Most people are very “set on”  their religious and political beliefs.  So it seems unwise not to find out what a potential partner’s beliefs are on these very important issues.   Why waste time dating someone that you are not compatible with on matters that are so polarized?  Why not find out before or during the first few dates if your ideals and values match up?

Most dating sites have both religion and politics as focused areas on their dating “profiles” so you can determine if you want to select that person to date.  While scrolling profiles you can see where someone’s beliefs lie whether it is liberal, moderate, green party, conservative, atheist, agnostic, Jewish, Christian, etc.

Many people consider religious views before even dating someone.  For example, a devout Christian might find it very difficult to be an atheist.  Religion can be a deal breaker.  Large gaps in beliefs may create conflict.   Some religions won’t even consider blending for marriage.  Wherever your beliefs lie, it is the conviction and strength behind them that will ultimately affect your outcome. 

This also applies to politics.  Some people will not consider being a relationship with someone who doesn’t share their political values or agenda.  What is the most media covered topic?  Politics.  Introduce your right-winged great-grandpa who served in WWII to your bleeding-heart-liberal-feminist best friend and watch the sparks fly!  Depending on individual beliefs and roots, politics can be a dividing line like the North and South in Gone with the Wind. 
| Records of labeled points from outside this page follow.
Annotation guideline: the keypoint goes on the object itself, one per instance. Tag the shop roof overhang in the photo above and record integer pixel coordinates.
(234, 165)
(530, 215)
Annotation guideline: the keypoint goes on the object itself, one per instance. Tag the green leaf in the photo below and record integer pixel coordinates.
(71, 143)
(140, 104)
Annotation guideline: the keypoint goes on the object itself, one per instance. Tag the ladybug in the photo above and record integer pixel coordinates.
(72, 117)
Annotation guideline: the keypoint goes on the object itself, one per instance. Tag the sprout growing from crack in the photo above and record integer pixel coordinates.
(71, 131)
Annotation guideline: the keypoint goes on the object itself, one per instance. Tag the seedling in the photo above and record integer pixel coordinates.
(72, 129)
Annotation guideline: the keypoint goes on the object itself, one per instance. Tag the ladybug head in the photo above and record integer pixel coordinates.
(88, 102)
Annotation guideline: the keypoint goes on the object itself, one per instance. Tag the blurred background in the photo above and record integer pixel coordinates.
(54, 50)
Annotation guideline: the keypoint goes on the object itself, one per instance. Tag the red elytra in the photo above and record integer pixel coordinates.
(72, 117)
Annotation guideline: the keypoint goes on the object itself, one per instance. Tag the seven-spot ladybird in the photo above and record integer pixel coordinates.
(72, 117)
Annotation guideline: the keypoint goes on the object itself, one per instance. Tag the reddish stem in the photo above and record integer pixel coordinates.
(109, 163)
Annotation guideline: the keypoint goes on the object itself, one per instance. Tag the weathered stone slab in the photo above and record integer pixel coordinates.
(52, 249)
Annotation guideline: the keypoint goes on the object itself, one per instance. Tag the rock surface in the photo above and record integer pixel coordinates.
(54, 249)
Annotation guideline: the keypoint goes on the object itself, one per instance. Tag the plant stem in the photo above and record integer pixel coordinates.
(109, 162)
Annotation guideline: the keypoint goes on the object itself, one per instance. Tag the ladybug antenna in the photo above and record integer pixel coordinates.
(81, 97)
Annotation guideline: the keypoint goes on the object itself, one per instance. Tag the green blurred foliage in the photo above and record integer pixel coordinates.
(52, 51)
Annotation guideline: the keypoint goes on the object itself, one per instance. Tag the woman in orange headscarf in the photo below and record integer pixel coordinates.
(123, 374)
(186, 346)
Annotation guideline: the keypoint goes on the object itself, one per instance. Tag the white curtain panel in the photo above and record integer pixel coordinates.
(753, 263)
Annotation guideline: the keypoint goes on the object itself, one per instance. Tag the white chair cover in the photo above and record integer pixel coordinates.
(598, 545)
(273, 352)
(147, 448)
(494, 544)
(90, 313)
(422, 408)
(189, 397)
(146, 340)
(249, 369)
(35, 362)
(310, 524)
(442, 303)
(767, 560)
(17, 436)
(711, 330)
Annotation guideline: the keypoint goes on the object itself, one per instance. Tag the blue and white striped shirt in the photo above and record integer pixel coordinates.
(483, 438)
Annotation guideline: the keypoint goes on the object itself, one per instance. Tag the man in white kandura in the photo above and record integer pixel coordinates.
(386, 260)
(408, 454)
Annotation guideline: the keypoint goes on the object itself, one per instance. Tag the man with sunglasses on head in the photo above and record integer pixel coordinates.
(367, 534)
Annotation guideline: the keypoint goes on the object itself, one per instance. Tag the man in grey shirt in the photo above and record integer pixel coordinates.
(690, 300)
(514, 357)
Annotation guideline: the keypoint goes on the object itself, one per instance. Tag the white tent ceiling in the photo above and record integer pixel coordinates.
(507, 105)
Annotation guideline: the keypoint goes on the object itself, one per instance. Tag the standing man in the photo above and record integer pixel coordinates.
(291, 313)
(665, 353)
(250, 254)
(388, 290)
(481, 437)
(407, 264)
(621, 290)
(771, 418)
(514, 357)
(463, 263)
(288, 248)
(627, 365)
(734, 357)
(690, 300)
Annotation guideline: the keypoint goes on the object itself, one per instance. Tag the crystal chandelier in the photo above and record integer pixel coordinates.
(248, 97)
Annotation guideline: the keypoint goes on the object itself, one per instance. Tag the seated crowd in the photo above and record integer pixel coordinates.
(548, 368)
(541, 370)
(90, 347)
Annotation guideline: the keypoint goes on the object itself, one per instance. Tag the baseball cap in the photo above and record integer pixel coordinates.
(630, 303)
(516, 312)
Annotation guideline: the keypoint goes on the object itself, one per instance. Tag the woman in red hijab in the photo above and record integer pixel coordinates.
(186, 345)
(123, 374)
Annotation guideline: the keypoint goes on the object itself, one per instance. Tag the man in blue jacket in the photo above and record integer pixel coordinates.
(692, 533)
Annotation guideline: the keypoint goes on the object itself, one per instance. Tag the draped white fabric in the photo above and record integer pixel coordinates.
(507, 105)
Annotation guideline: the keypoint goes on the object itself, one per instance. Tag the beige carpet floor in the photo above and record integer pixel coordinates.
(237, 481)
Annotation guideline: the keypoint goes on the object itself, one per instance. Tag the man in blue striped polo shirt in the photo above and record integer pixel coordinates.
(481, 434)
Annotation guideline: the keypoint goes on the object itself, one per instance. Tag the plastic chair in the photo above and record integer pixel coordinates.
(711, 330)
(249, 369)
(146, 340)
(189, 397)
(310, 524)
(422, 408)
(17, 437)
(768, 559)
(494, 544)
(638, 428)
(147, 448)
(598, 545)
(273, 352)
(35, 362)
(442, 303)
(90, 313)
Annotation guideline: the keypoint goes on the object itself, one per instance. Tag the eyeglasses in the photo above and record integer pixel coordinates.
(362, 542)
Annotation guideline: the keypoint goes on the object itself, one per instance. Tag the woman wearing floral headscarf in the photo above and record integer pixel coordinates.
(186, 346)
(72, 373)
The stigma should be removed when dating in addressing both religion and politics, as overall compatibility is the foundation to a solid and long lasting relationship, 

Discussing religion and politics at parties should still remain “off the table” topics in order to avoid offending or upsetting others with varying viewpoints.

However, your dating and relationship life is not a dinner party, so if your religious and political beliefs are unwavering, discussing these values upfront will give you the opportunity to make informed decisions for your future.